The first flight was initially scheduled for 1994. Due to severe economic conditions the project was abandoned.
Only a full-scale wooden replica of the An-218 was built, but eventually it was disassembled.

== History ==
After achieving independence, Ukraine organised a programme calling for the development of commuter and regional turboprop aircraft. (Note: This included the Antonov An-38, the Antonov An-140, the Antonov An-218, and the Antonov An-180.) Nicknamed the "Ukrainian Airbus",, the Antonov An-218 was designed to challenge the Airbus A330. Despite their similarities, the An-218 was slightly smaller than the A330.

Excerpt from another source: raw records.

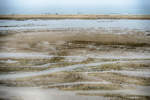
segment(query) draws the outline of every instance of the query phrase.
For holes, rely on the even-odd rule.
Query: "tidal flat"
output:
[[[149,100],[150,20],[0,23],[0,99]]]

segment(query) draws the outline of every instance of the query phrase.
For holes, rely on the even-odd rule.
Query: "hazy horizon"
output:
[[[149,0],[1,0],[0,14],[150,14]]]

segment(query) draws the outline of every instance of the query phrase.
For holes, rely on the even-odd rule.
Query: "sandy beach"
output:
[[[0,99],[149,100],[149,20],[110,16],[1,16]]]
[[[150,19],[150,15],[0,15],[0,19]]]

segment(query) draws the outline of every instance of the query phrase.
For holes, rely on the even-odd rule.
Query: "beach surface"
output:
[[[0,19],[150,19],[150,15],[0,15]]]
[[[1,100],[150,99],[149,18],[55,16],[1,17]]]

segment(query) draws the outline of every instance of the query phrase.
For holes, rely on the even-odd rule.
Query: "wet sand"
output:
[[[0,31],[0,99],[150,97],[148,30],[16,27]]]

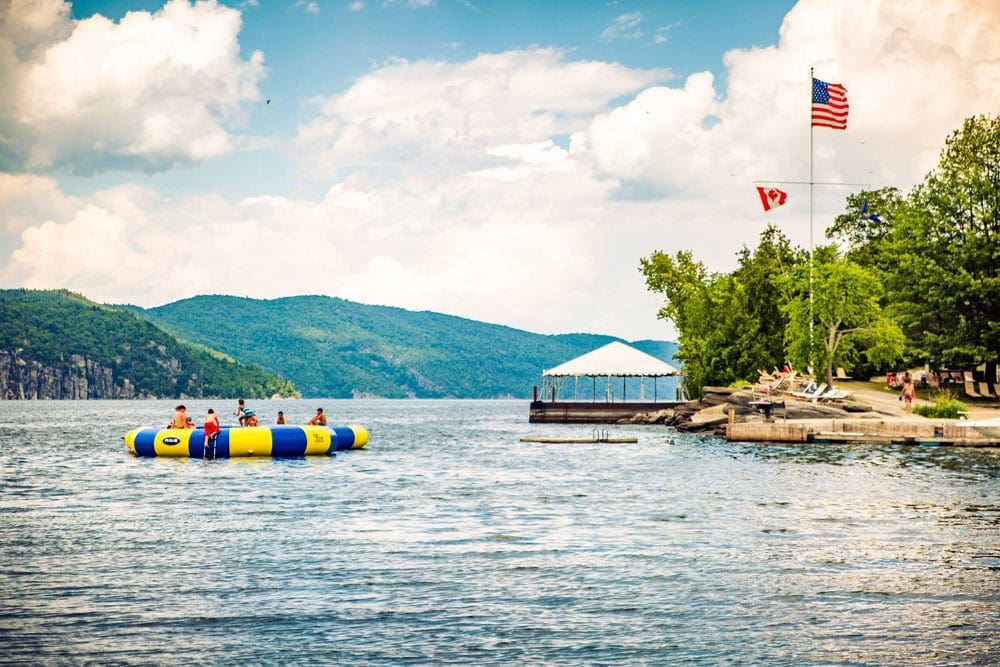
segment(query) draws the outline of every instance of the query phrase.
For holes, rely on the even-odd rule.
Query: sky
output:
[[[0,89],[2,288],[662,340],[642,258],[820,243],[998,113],[1000,2],[0,0]]]

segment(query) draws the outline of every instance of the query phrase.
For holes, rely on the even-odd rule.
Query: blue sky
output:
[[[992,0],[0,0],[0,286],[329,294],[669,338],[639,260],[730,270],[808,189],[904,190],[1000,108]],[[809,128],[809,68],[846,131]],[[900,112],[900,110],[904,110]],[[851,188],[817,188],[818,238]]]
[[[264,54],[260,98],[249,108],[248,133],[294,136],[312,113],[308,101],[348,88],[394,59],[462,62],[480,53],[537,47],[565,49],[573,59],[616,62],[642,69],[669,68],[676,77],[711,71],[724,83],[724,51],[774,44],[789,0],[725,2],[488,2],[422,3],[246,2],[239,9],[244,58]],[[154,2],[74,2],[77,19],[99,14],[119,21],[130,11],[155,12]],[[269,151],[266,153],[270,153]],[[310,191],[272,155],[248,163],[244,155],[197,168],[157,173],[151,182],[173,192],[213,183],[232,197]],[[266,165],[275,165],[267,168]],[[233,172],[239,172],[239,178]],[[64,177],[75,192],[92,191],[132,174],[95,179]],[[314,184],[311,191],[323,186]]]

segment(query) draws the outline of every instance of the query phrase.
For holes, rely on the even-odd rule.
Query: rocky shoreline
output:
[[[673,408],[639,414],[630,419],[622,420],[620,423],[663,424],[688,433],[724,436],[730,412],[733,413],[734,421],[737,423],[768,420],[756,406],[751,405],[761,399],[759,396],[755,397],[749,387],[705,387],[704,393],[704,397],[700,400],[689,401]],[[775,396],[771,400],[778,404],[773,410],[772,418],[777,416],[786,420],[846,419],[848,417],[881,419],[885,416],[862,400],[813,403],[788,395]],[[780,407],[782,403],[784,404],[783,408]]]

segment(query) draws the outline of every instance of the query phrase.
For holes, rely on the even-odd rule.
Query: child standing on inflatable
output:
[[[233,414],[240,418],[240,426],[257,426],[257,415],[246,406],[246,402],[241,398]]]
[[[208,409],[208,414],[205,415],[205,425],[203,426],[205,430],[205,444],[203,446],[202,452],[205,458],[209,458],[209,446],[211,446],[212,456],[215,458],[215,441],[219,437],[219,433],[222,431],[222,427],[219,425],[219,416],[215,414],[215,410],[212,408]]]

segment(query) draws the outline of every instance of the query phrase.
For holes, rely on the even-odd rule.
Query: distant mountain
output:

Development first began in 1991, and it was first announced at the 1991 Paris Air Show. The aircraft was heavily advertised both domestically and internationally; a full-scale replica of the fuselage was constructed for photo ops with models and politicians.
Jornal do Brasil had reported that the aircraft would fly in 1994 but that "economic changes in the Soviet Union could alter the initial plans". In 1993, as production was about to commence, the project was frozen. By March 1994, the An-218 only existed as a "full-size wooden mock-up, with a false control panel and paper views of pine forests in place of inflight television screens." By 1995, the aircraft's first flight was scheduled for 1996, although its development had been deferred. The following year, it was reported that the aircraft had reportedly been discontinued the year prior, with production having been expected to begin as early as 1997.

Funding for the country's project was lacking, with projects only receiving 10% of the required amount. In addition, the projects had failed to attract commercial investors; the An-218 and An-180 were subsequently abandoned. The aircraft's mockup was reportedly dismantled in 2007 after staying in one of Antonov's hangars.